This database contains a single (empty) fingerprint:

mysql> select * from fingerprints;
+----+-------+-------+-------+-------+-------+-------+-------+-------+-------+-------+--------+--------+--------+--------+--------+--------+
| id | byte0 | byte1 | byte2 | byte3 | byte4 | byte5 | byte6 | byte7 | byte8 | byte9 | byte10 | byte11 | byte12 | byte13 | byte14 | byte15 |
+----+-------+-------+-------+-------+-------+-------+-------+-------+-------+-------+--------+--------+--------+--------+--------+--------+
|  1 |     0 |     0 |     0 |     0 |     0 |     0 |     0 |     0 |     0 |     0 |      0 |      0 |      0 |      0 |      0 |      0 | 
+----+-------+-------+-------+-------+-------+-------+-------+-------+-------+-------+--------+--------+--------+--------+--------+--------+
1 row in set (0.00 sec)

We've also set up a compounds database containing a foreign key (fingerprint_id) into the fingerprints table:

mysql> describe compounds;
+----------------+---------+------+-----+---------+----------------+
| Field          | Type    | Null | Key | Default | Extra          |
+----------------+---------+------+-----+---------+----------------+
| id             | int(11) | NO   | PRI | NULL    | auto_increment | 
| fingerprint_id | int(11) | YES  |     | NULL    |                | 
| smiles         | text    | YES  |     | NULL    |                | 
+----------------+---------+------+-----+---------+----------------+
3 rows in set (0.00 sec)

In this hypothetical example, the compounds database is populated by two molecules, benzene and bromobenzene, both of which share the same fingerprint:

mysql> select * from compounds;
+----+----------------+------------+
| id | fingerprint_id | smiles     |
+----+----------------+------------+
|  1 |              1 | c1ccccc1   | 
|  2 |              1 | c1ccccc1Br | 
+----+----------------+------------+
2 rows in set (0.00 sec)

Adding the Ruby Layer

In Part 3, we created a CRUD API for fingerprints in Ruby. We now need to modify the class we created there, Fingerprint, to make it aware of the Compounds it will be associated with.

For brevity, you can view the updated Fingerprint class here. The main change has been to add a single line of code that tells Fingerprint that it's now associated with a class called Compound:

  has_many :compounds
All that remains is to bring the Compound class into being:
require 'rubygems'
require 'active_record'
require 'fingerprint'

ActiveRecord::Base.establish_connection(
  :adapter    => 'mysql',
  :host       => 'localhost',
  :username   =>  'root',
  :password   =>  '',
  :database   =>  'compounds'
)

class Compound < ActiveRecord::Base
  belongs_to :fingerprint
end
The belongs_to line is the counterpart to Fingerprint's has_many line.
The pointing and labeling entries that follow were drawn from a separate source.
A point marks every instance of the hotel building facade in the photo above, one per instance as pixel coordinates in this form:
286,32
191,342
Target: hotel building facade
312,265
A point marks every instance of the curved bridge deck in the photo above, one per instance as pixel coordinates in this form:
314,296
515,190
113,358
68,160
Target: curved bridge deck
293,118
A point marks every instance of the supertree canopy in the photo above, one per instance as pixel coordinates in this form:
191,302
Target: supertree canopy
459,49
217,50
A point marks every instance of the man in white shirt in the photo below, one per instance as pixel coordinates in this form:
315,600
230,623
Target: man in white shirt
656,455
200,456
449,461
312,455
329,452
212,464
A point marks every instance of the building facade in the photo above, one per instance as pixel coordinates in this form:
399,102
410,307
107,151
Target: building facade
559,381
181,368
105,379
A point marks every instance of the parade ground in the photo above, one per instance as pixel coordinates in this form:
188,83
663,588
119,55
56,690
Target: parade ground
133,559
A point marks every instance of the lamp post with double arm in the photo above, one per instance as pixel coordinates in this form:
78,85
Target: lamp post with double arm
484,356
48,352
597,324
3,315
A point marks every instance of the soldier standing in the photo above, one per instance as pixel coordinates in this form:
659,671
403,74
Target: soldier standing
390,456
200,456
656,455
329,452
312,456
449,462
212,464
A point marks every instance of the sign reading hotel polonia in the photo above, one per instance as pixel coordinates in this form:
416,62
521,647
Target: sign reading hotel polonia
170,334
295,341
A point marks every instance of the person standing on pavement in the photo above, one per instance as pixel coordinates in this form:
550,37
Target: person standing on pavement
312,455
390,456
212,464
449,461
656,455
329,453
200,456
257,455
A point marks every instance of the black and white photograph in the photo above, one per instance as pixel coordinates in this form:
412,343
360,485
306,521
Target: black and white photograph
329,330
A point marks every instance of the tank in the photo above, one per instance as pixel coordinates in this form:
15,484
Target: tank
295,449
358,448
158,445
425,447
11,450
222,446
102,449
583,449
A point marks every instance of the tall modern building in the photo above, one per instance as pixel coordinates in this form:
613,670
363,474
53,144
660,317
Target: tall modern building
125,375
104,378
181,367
Together, both Fingerprint and Compound create a system in which each Fingerprint can reference multiple Compounds and each Compound references one Fingerprint. Let's test this with interactive Ruby:
$ irb
irb(main):001:0> require 'fingerprint'
=> true
irb(main):002:0> f=Fingerprint.find 1
=> #<Fingerprint id: 1, byte0: 0, byte1: 0, byte2: 0, byte3: 0, byte4: 0, byte5: 0, byte6: 0, byte7: 0, byte8: 0, byte9: 0, byte10: 0, byte11: 0, byte12: 0, byte13: 0, byte14: 0, byte15: 0>
irb(main):003:0> f.compounds
=> [#<Compound id: 1, fingerprint_id: 1, smiles: "c1ccccc1">, #<Compound id: 2, fingerprint_id: 1, smiles: "c1ccccc1Br">]
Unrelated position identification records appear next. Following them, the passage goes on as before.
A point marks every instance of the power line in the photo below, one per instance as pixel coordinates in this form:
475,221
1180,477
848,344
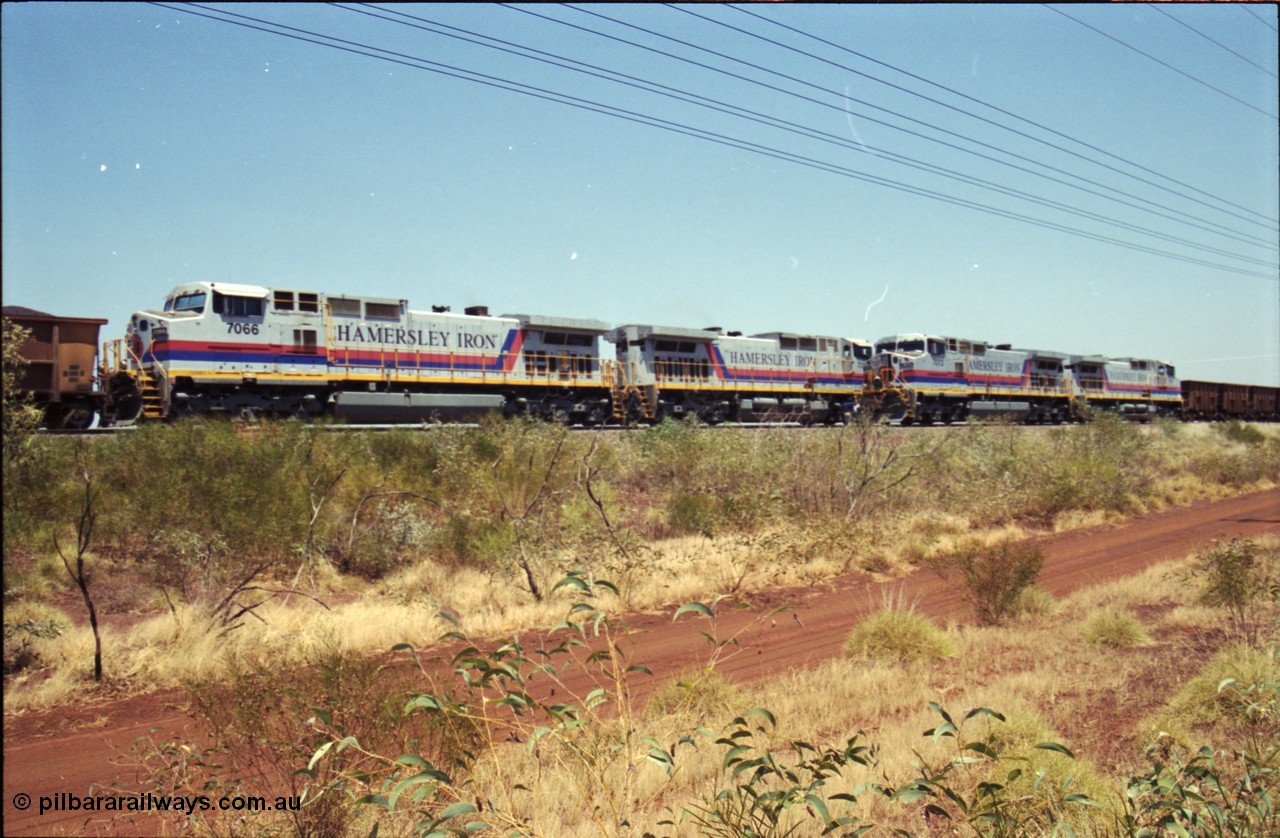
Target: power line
1244,7
1205,225
1165,64
490,81
1156,8
734,110
1016,117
Looks good. Our code has made the correct association between a Fingerprint and its Compounds. What about the other way around?

$ irb
irb(main):001:0> require 'compound'
=> true
irb(main):002:0> c=Compound.find 1
=> #<Compound id: 1, fingerprint_id: 1, smiles: "c1ccccc1">
irb(main):003:0> c.fingerprint
=> #<Fingerprint id: 1, byte0: 0, byte1: 0, byte2: 0, byte3: 0, byte4: 0, byte5: 0, byte6: 0, byte7: 0, byte8: 0, byte9: 0, byte10: 0, byte11: 0, byte12: 0, byte13: 0, byte14: 0, byte15: 0>

As expected, the first Compound became associated with the correct Fingerprint.

Conclusions

Our system can now store and query molecular fingerprints in a relational database. It also associates multiple compounds with each fingerprint.

We have a complete fingerprint screening system, but not a substructure search system.

What's missing? For one thing, we'd need a way to perform atom-by-atom searches (ABAS) of all candidate structures after the fingerprint screening process is complete. Recall that just because a query fingerprint matches a candidate fingerprint doesn't necessarily mean that a substructure match has been found.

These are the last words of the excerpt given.